Well, more people are eating fresh produce, especially pre-cut and packaged fruits and vegetables. Distribution has improved, as has electronic reporting of outbreaks. And the aging population of the US is more susceptible to food-borne disease. And produce is a particularly difficult challenge: with contaminated meat, cooking to the proper temperature will kill the bacteria that cause disease. (Food safety experts call this a "kill step.") But produce is often meant to be eaten raw—no kill step.

(For more on the SOURCES of E. coli in fresh produce, see the thread on the September spinach outbreak.)

So what do we do?
Again, according to the Washington Post,

"Consumer advocates think that tougher mandatory food safety standards and stepped-up enforcement are the answer. The country's largest food distributors and restaurants are pursuing self-regulation, arguing that government rules can take years to put in place. Produce growers and packers have suggested a voluntary system with elements of mandatory oversight."

But none of these are ready to be implemented right away.
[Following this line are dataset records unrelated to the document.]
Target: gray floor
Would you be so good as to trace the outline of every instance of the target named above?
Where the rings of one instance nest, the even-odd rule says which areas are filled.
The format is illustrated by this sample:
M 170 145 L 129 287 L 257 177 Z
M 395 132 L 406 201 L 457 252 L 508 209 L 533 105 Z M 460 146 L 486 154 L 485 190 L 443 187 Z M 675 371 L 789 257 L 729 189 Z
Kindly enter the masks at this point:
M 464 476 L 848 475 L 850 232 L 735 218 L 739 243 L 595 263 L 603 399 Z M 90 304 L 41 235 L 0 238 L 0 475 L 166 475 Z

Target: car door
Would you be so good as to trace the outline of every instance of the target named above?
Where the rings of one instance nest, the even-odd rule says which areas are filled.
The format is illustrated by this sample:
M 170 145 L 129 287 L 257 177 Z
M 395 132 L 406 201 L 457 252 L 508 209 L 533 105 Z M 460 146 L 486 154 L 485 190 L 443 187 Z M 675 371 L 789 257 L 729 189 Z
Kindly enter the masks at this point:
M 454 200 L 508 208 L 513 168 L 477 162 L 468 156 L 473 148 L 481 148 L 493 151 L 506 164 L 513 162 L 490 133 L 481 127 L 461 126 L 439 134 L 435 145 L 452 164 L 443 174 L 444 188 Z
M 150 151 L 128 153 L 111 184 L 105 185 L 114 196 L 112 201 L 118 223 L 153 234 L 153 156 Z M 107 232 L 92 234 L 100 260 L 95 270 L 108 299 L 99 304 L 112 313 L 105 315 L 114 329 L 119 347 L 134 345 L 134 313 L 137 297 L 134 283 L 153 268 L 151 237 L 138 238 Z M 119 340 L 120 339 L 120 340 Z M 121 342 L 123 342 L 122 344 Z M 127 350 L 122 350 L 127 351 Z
Some folks are advocating for better and more frequent inspection of processing plants by the Food and Drug Administration (FDA), but the agency is chronically short-staffed and underfunded. And the FDA doesn't have authority over food production at the farm level. Buyers such as Safeway and Albertsons have hired their own inspectors. But inspectors and food safety experts agree that there's no consistency because federal guidelines aren't specific enough.

The article says,

"'We don't have enough science to base those (guidelines) on to be comprehensive," said Kevin Reilly, a California food safety official who is participating in the investigation of the E. coli outbreak traced to bagged spinach. 'What's necessary is an agreed-upon set of agricultural practices. Instead of "Be aware of water quality," we need to say, "Test it with this frequency and in this fashion."'"
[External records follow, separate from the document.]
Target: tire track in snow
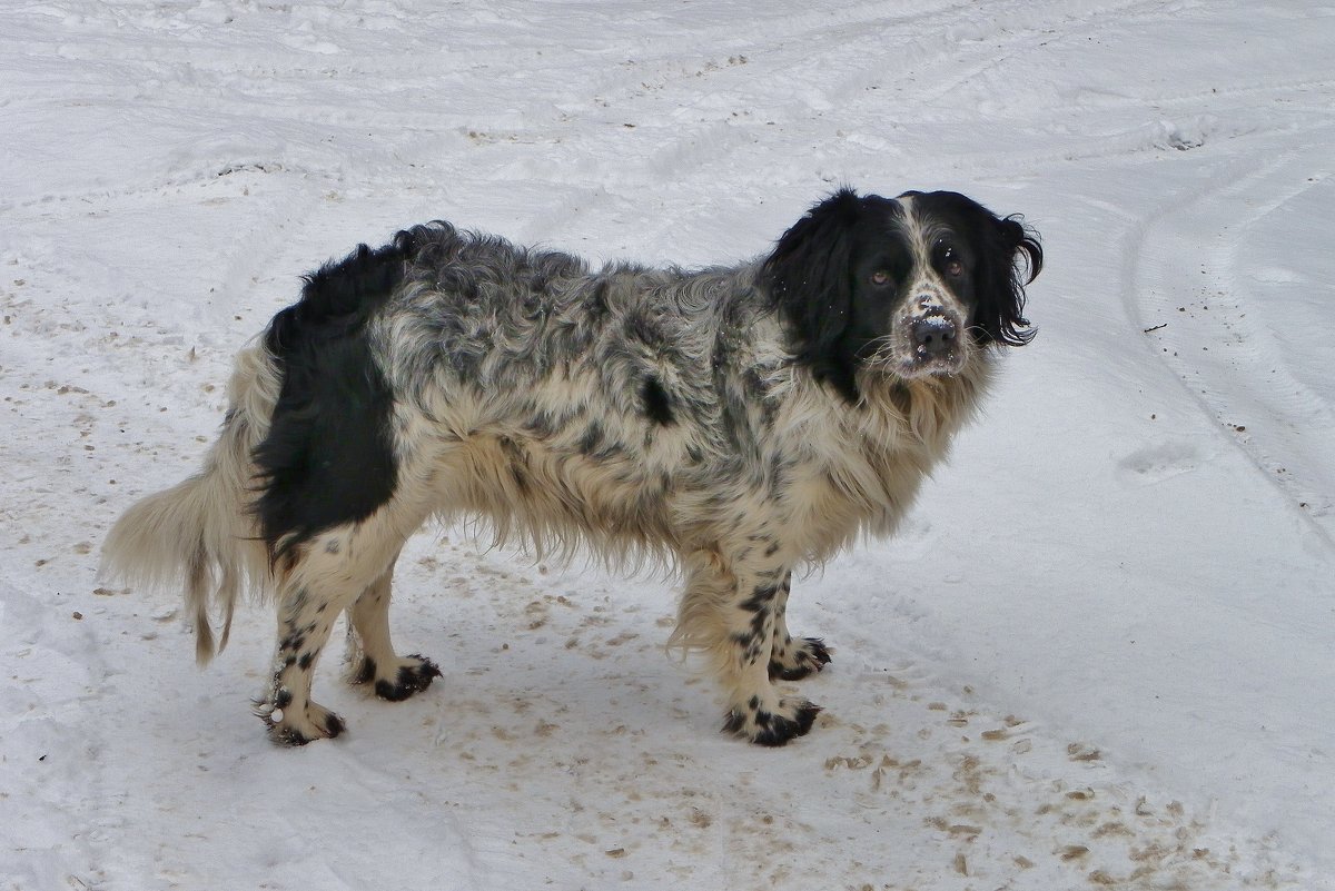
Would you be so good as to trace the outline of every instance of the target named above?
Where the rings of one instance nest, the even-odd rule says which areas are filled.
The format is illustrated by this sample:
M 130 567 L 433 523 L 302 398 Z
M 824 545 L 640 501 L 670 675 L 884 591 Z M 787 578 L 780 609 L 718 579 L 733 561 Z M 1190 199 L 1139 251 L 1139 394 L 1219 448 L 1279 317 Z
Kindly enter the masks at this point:
M 1264 163 L 1222 165 L 1197 195 L 1144 223 L 1128 251 L 1128 309 L 1183 385 L 1298 515 L 1335 547 L 1335 399 L 1288 368 L 1284 349 L 1239 275 L 1239 256 L 1266 219 L 1332 173 L 1324 147 L 1335 128 L 1306 133 L 1314 148 L 1291 149 Z M 1199 220 L 1220 220 L 1203 260 Z M 1296 257 L 1295 257 L 1296 259 Z M 1322 287 L 1320 283 L 1314 283 Z

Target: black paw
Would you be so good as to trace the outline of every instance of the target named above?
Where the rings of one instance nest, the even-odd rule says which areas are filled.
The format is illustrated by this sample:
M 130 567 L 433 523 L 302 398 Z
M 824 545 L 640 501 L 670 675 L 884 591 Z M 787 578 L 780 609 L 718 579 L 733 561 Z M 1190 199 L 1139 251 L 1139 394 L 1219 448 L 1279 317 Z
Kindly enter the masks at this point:
M 441 676 L 441 670 L 435 663 L 423 656 L 406 656 L 409 664 L 399 666 L 399 674 L 394 680 L 376 680 L 375 695 L 390 702 L 402 702 L 413 694 L 421 692 L 431 686 L 431 680 Z M 370 663 L 371 660 L 367 659 Z M 363 667 L 364 668 L 364 667 Z M 372 667 L 374 671 L 374 667 Z
M 770 680 L 801 680 L 816 674 L 830 662 L 830 651 L 820 638 L 790 640 L 769 660 Z
M 756 700 L 753 699 L 752 703 Z M 724 720 L 724 732 L 734 734 L 757 746 L 786 746 L 790 739 L 805 736 L 816 716 L 821 714 L 820 706 L 813 706 L 805 699 L 784 699 L 777 711 L 766 711 L 760 707 L 733 708 Z

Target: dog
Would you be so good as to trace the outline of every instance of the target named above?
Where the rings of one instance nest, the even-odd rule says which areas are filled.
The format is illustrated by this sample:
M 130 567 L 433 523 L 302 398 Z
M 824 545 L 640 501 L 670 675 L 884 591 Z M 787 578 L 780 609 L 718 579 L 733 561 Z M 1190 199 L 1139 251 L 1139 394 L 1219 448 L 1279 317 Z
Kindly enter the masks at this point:
M 244 591 L 276 599 L 256 712 L 275 742 L 338 736 L 311 676 L 347 612 L 348 676 L 400 700 L 441 675 L 396 654 L 394 563 L 430 518 L 531 552 L 662 559 L 669 646 L 708 656 L 724 730 L 761 746 L 820 708 L 776 680 L 829 650 L 785 620 L 792 574 L 894 531 L 1029 341 L 1036 233 L 955 192 L 842 188 L 768 256 L 591 269 L 437 221 L 306 276 L 243 349 L 203 471 L 131 507 L 105 566 L 184 587 L 200 664 Z

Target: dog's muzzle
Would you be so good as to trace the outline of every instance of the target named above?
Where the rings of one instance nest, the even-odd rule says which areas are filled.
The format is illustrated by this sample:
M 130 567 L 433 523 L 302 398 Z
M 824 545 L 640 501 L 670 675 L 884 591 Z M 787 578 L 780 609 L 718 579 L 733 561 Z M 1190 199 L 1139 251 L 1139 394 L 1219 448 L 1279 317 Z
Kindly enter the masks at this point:
M 922 296 L 896 323 L 901 376 L 955 375 L 964 368 L 964 319 L 949 303 Z
M 960 328 L 945 316 L 924 316 L 909 323 L 909 343 L 920 363 L 949 360 L 956 352 Z

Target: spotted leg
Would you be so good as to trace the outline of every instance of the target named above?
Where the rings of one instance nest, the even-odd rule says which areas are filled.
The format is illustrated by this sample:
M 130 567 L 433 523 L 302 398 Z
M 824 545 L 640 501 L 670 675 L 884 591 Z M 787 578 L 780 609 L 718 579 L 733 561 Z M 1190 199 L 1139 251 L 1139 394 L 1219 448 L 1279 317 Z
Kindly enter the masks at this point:
M 729 568 L 718 555 L 692 560 L 673 643 L 709 654 L 728 699 L 724 731 L 758 746 L 805 735 L 820 712 L 770 680 L 776 606 L 788 567 Z
M 830 662 L 830 652 L 820 638 L 798 638 L 788 631 L 788 595 L 793 575 L 784 576 L 774 599 L 774 646 L 769 655 L 769 676 L 781 680 L 801 680 Z
M 280 560 L 278 648 L 268 694 L 255 712 L 274 742 L 304 746 L 343 732 L 343 719 L 311 699 L 311 679 L 339 612 L 383 578 L 403 547 L 391 508 L 295 546 Z M 387 591 L 386 591 L 387 600 Z M 386 631 L 386 640 L 388 632 Z
M 395 560 L 398 555 L 395 555 Z M 425 656 L 398 656 L 390 642 L 390 594 L 394 564 L 372 582 L 347 611 L 348 680 L 372 684 L 375 695 L 390 702 L 407 699 L 441 676 Z

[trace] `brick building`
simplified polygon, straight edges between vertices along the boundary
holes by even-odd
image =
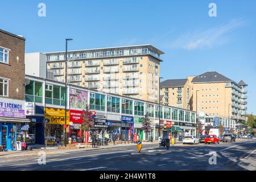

In the meantime, scientists are looking at various ways to kill potential contaminants without ruining the produce or having to cook it.

Unless something changes, there WILL be another outbreak.

My $0.02? I don't want to read any more stories about children or grandparents having kidney failure or even dying from E. coli infection. So I guess I'm all for killing off the bacteria, if we can. But part of me thinks, yes, I want safe food, but I also want CLEAN food. Even if eating poop can be made safe, I still don't want to eat poop!

What do you think? Do you worry about food safety? Do you rely on pre-cut and or packaged fruits and vegetables? What safety measures would you like to see? Any ideas about how we can improve the situation?